HomeA la uneNOUVELLE DU VENDREDI : Broutilles et causes de divorce au pays des Hommes intègres

NOUVELLE DU VENDREDI : Broutilles et causes de divorce au pays des Hommes intègres


Dans le confort d’une villa cossue de la capitale. Dans un quartier résidentiel avec son luxe, son calme et son abondance. Un beau matin dans la salle de bain au carrelage étincelant de parfum de marque et de  propreté.

C’est tout d’abord un tube banal de dentifrice qui sera à l’origine de notre histoire. Ne dit-on pas souvent que l’irréparable est le fruit du banal ?

Un simple tube de dentifrice ordinaire qu’utilisent quotidiennement et en commun des millions de couples chaque matin et soir à travers le monde.

Sans faire de publicité de marque ou  de cabinets dentaires. Ce n’est plus un secret pour personne au pays des Hommes intègres et à travers l’Afrique profonde. Se brosser les dents est devenu un geste ordinaire. L’hygiène buccale est inscrite désormais dans nos habitudes. Il faut bien prendre soin de ses dents. Pour notre santé.
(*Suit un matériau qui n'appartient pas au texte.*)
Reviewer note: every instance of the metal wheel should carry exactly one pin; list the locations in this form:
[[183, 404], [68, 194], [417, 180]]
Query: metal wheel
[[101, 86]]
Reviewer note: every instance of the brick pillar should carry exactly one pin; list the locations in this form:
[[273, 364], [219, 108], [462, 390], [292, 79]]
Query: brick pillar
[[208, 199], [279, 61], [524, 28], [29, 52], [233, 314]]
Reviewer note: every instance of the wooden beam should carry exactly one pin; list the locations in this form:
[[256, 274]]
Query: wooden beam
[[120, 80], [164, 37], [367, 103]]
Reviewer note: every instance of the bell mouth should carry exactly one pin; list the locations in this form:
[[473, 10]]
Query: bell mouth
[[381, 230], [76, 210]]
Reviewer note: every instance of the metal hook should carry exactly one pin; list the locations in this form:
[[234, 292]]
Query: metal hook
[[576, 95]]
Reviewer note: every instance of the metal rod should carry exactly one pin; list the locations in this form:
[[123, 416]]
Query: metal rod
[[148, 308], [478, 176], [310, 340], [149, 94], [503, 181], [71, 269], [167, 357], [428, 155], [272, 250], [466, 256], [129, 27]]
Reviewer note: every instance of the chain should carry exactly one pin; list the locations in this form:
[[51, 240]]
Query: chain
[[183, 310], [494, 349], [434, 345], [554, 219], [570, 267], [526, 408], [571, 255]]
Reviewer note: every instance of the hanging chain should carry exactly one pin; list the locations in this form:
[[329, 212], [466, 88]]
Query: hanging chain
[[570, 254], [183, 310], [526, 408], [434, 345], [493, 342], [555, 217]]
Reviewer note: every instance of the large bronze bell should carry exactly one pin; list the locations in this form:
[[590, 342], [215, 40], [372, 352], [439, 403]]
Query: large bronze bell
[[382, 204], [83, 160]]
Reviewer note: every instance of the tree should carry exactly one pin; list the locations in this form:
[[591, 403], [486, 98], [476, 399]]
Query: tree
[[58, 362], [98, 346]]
Revenons à notre tube dentifrice du jour.

Ce matin là, monsieur est le premier dans la salle de bain.  Et, scandale !

Pour la énième fois madame a utilisé le tube dentifrice comme monsieur le déteste vraiment, dont monsieur a horreur. Et grandement horreur ! Madame une fois encore, en se brossant les dents la nuit avant de se coucher, s’est permise de pousser le tube par le milieu. Une chose que monsieur déteste. Voir son dentifrice poussé par le milieu peut pourrir la journée de monsieur.  C’est une chose anodine pour certains mais pour monsieur c’est pourtant capital.

Depuis l’adolescence, le dentifrice de monsieur se pousse au bout, à l’extrémité ; avec respect. C’est un principe. Une raison de vivre pour monsieur.
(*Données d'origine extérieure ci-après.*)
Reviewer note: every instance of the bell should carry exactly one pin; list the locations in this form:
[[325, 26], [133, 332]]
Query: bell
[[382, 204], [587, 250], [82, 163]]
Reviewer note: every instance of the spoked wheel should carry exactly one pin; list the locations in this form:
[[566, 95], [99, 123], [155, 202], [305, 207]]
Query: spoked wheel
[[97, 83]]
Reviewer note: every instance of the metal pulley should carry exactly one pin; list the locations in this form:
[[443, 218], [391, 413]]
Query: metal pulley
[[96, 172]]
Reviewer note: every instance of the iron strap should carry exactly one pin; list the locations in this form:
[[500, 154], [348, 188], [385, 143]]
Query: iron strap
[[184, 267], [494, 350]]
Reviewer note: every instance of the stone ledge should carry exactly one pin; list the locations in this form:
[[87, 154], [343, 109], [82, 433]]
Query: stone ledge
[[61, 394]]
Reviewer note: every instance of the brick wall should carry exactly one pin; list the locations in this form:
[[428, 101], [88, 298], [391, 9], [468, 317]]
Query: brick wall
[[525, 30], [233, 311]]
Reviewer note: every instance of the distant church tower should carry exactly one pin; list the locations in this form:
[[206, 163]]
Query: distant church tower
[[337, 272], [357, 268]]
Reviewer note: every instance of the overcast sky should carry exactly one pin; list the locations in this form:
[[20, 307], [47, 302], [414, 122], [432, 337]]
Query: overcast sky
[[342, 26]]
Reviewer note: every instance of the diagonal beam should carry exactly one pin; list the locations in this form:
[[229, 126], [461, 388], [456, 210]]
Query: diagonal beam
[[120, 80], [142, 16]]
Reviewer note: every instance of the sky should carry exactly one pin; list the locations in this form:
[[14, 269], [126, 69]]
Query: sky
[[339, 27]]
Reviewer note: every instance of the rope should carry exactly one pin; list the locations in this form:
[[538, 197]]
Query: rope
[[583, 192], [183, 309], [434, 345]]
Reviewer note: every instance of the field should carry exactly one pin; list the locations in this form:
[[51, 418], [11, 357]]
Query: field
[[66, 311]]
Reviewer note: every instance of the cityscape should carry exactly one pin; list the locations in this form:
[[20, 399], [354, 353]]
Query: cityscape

Cette fois, trop c’est trop !

Madame dans ses draps est réveillée pour explication. Et madame après un dossier traité tard dans la nuit ne peut concevoir un tel manquement de savoir-vivre. Juste pour un dentifrice ? Et madame déteste une chose dans sa vie. Le réveil brusque. La douceur du rêve à la violence. Voilà une chose que madame ne peut accepter. Et, pour la énième fois, madame le fait remarquer à monsieur.

Comme des flèches empoisonneuses les mots pleuvent. Du salon, à la salle de bain. De la terrasse à la voiture en claquant les portes.

Et comble de l’ironie. Ce n’est pas une simple dispute d’amoureux sans lendemain vite étouffée sous les draps et les caresses. C’est une bataille d’éléphants. Les témoins du mariage assistent impuissants, les familles tentent vainement de recoller les morceaux. Les avocats et le juge osent l’impossible. Après des années de rencontres et médiations, il faut accepter l’évidence. Le divorce  est prononcé pour incompatibilité d’humeur.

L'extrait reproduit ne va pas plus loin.